MARFA — The Ballroom Marfa courtyard was quiet one evening last week as three artists negotiated “liquid silver” paint pens against a purple-painted wall, taking turns adding and connecting free-form jagged, curvy and sharp lines. 

Visiting artist Guadalupe Maravilla partnered with two Marfa High School students, senior Samantha Martinez Ramirez and freshman Josué Soto on the mural, part of his current exhibition Mariposa Relámpago at Ballroom Marfa. 

Over the course of an hour the mural stretched to cover the surface’s entirety, even venturing onto a neighboring wall. Its creation is based on a drawing game Maravilla played growing up in El Salvador called “Tripa Chuca,” or rotting guts, where players connect sporadic numbered points on a page without overlapping other player’s lines. 

Maravilla said the exercise symbolizes the journey of migration, border crossing, and healing through shared experience. 

He has played the game, generating unique murals each time, in other galleries and museums where he has shown work, often working with individuals who are undocumented. Maravilla said it is important for him to play with someone who is living in the area because it allows him to learn about how migration works in various geographical regions. He has played with individuals from Ghana, Syria and North Korea. 

“That’s what makes it really special for me, doing these during the shows, because I get to meet new people that have experience with migration, of many sorts, from all over the world,” said Maravilla. 

But Marfa’s sparse population, proximity to the border, heavy law enforcement presence and Border Patrol checkpoints made involving undocumented individuals in the Ballroom Marfa mural impossible, he said. 
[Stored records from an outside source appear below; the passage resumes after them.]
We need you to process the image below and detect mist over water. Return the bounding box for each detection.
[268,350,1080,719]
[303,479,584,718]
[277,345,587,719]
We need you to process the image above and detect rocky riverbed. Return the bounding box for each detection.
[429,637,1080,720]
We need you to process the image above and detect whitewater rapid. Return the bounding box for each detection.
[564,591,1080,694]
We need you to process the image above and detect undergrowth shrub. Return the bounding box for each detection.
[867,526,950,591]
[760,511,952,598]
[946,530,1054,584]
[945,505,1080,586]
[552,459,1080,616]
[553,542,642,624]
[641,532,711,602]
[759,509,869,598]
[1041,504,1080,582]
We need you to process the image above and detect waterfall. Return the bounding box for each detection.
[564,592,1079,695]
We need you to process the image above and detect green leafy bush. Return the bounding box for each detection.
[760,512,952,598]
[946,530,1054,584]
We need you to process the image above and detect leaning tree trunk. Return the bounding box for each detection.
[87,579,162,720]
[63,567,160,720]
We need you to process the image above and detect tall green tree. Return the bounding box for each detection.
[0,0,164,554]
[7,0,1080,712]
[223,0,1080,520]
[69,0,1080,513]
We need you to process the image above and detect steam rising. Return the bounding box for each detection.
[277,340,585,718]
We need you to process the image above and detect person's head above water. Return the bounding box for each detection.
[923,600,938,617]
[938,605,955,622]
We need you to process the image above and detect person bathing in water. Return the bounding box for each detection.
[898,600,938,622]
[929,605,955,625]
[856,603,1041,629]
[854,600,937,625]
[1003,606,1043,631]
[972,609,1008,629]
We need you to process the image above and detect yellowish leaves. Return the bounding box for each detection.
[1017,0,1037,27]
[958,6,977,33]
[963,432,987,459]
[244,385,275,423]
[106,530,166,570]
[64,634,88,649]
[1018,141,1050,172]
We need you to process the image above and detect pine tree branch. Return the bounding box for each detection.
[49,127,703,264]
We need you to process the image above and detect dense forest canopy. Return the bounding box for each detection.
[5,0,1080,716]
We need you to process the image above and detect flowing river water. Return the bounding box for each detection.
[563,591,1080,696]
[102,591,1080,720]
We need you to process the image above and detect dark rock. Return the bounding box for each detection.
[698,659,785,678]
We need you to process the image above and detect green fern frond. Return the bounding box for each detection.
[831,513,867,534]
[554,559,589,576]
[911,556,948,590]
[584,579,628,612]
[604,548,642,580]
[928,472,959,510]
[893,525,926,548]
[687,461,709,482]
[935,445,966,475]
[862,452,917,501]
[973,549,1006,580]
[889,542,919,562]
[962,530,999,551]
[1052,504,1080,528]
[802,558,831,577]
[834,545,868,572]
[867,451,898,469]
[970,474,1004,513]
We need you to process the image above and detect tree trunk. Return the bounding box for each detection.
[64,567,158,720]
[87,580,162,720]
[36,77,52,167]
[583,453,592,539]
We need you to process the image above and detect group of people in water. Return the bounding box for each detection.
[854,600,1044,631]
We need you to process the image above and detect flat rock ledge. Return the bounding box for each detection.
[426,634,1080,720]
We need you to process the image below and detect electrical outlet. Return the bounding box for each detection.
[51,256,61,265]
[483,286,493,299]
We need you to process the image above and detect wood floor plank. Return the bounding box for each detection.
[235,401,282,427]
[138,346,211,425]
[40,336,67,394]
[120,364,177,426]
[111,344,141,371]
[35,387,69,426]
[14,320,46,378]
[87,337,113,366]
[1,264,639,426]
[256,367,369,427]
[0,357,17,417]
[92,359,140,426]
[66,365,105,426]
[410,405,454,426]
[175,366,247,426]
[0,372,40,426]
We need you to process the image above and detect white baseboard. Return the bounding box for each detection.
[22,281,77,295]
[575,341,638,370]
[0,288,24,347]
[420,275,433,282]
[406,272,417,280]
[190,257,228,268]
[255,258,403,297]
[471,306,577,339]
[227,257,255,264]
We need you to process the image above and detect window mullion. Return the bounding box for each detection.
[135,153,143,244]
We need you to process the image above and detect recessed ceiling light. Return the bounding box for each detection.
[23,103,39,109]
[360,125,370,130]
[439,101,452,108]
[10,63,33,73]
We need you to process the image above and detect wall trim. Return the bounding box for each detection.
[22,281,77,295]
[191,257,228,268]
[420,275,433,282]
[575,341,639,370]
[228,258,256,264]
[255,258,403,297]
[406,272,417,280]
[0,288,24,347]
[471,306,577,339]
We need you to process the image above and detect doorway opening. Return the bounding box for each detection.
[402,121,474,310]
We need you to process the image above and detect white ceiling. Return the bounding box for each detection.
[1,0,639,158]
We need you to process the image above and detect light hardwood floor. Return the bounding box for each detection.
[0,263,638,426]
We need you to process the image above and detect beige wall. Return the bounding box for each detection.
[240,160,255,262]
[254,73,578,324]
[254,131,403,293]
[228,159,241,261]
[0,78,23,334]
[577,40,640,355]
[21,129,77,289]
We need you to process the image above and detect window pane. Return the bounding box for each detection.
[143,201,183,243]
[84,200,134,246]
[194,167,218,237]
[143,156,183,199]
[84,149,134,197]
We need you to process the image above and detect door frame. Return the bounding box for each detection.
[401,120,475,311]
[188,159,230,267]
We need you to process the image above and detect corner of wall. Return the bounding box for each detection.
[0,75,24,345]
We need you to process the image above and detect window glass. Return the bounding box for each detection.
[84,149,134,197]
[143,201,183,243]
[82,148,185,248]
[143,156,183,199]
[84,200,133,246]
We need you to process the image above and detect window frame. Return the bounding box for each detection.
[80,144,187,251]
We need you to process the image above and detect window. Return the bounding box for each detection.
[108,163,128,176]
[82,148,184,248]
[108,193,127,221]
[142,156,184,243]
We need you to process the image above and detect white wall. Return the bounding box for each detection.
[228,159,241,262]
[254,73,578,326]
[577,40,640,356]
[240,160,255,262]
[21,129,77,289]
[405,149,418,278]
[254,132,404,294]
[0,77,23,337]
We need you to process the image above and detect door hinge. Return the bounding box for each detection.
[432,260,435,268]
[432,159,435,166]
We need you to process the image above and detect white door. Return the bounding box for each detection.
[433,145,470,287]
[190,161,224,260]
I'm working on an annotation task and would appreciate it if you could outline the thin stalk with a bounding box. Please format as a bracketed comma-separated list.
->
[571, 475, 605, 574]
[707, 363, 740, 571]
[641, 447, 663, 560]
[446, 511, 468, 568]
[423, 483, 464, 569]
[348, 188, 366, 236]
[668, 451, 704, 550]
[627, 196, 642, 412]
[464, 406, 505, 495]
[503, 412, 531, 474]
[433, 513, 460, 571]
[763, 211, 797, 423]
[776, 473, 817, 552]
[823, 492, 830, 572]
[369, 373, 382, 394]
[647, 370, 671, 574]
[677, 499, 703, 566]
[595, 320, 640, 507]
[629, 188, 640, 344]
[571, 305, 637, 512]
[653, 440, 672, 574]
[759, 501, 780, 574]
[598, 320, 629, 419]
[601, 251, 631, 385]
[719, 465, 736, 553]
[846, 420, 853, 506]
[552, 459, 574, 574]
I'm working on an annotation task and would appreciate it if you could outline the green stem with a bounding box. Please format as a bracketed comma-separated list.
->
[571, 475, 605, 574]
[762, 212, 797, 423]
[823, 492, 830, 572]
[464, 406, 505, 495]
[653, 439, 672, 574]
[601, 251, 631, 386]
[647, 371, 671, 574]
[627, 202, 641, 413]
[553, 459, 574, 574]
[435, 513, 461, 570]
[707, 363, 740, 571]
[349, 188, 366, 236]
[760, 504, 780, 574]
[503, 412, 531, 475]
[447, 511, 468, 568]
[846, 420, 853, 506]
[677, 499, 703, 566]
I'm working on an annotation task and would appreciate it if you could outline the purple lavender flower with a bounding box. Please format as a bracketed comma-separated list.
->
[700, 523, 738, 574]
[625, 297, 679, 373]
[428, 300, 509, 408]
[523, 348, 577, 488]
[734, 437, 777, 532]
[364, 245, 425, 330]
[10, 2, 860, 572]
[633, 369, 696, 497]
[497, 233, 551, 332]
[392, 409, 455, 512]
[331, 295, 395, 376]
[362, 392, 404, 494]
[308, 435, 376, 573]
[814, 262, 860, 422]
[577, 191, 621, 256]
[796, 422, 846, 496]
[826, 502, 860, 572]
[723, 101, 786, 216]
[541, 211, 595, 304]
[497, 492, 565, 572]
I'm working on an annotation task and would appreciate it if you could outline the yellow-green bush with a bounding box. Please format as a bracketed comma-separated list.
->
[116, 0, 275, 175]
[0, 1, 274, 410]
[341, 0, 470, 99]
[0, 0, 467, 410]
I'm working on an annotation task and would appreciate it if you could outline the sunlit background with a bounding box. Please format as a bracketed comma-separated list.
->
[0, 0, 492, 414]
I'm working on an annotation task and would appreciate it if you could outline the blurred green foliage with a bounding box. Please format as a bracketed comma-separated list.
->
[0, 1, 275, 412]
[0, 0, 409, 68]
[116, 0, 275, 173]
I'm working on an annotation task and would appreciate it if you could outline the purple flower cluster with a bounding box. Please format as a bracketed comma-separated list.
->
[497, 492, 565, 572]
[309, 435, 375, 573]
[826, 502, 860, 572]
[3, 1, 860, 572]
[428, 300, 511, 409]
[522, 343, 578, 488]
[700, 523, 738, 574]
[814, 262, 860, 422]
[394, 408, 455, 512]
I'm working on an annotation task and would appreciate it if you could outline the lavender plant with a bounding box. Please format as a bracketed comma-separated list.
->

The alternative plan to work with the Marfa High School students, who were both born in Mexico, was meaningful because all three of their energies will be embedded into the mural, reflecting intergenerational experiences of migration, said Maravilla, the work becoming somewhat of a shared fingerprint.

“We get into a conversation and get to know each other. It helps me understand the politics and the struggles of immigrants that come here,” said Maravilla. “For example, immigrants arriving to New York, [that’s] very different than immigrants coming here and [their] challenges.” 

Maravailla’s sharp peaks were accompanied by Soto’s more concentrated maze-like patterns and Martinez Ramirez’s sometimes sinuous, sometimes chunky, graphics. The silver paint lines activated the newly-conceived mural, reflecting the light of the evening’s sunset. 

Upon stepping back to view the mural as a whole, Martinez Ramirez, who is also interning at Ballroom Marfa, said her contributions stood out to her, and it was interesting to see each artist’s technique. 

“I started off with just doing a line and when I saw [Maravilla] starting to do all the details and stuff, that’s when I began to get the hang of it,” said Martinez Ramirez. 

“I didn’t think it would be this big,” she added. “There’s lots of patterns, definitely not what I expected.” 

The spontaneously-produced mural remained visually cohesive with the large-scale sculpture also on display in the courtyard, a chrome-plated school bus that is “equal parts sculpture, shrine and healing machine,” according to a museum press release. 

The intricate sculpture is made up of a total of 500 pieces and took Maravilla’s team 10 days to install. It is outfitted with a number of gongs, which the artist and his team played during sound ceremonies for visitors at the exhibition opening Saturday night. 

Gongs on one side of the bus display previous Tripa Chuca murals. The “vibrational healing instrument,” as Maravilla refers to it, will head next to The Contemporary Austin art museum, then to the Blaffer Art Museum at the University of Houston on its Texas tour.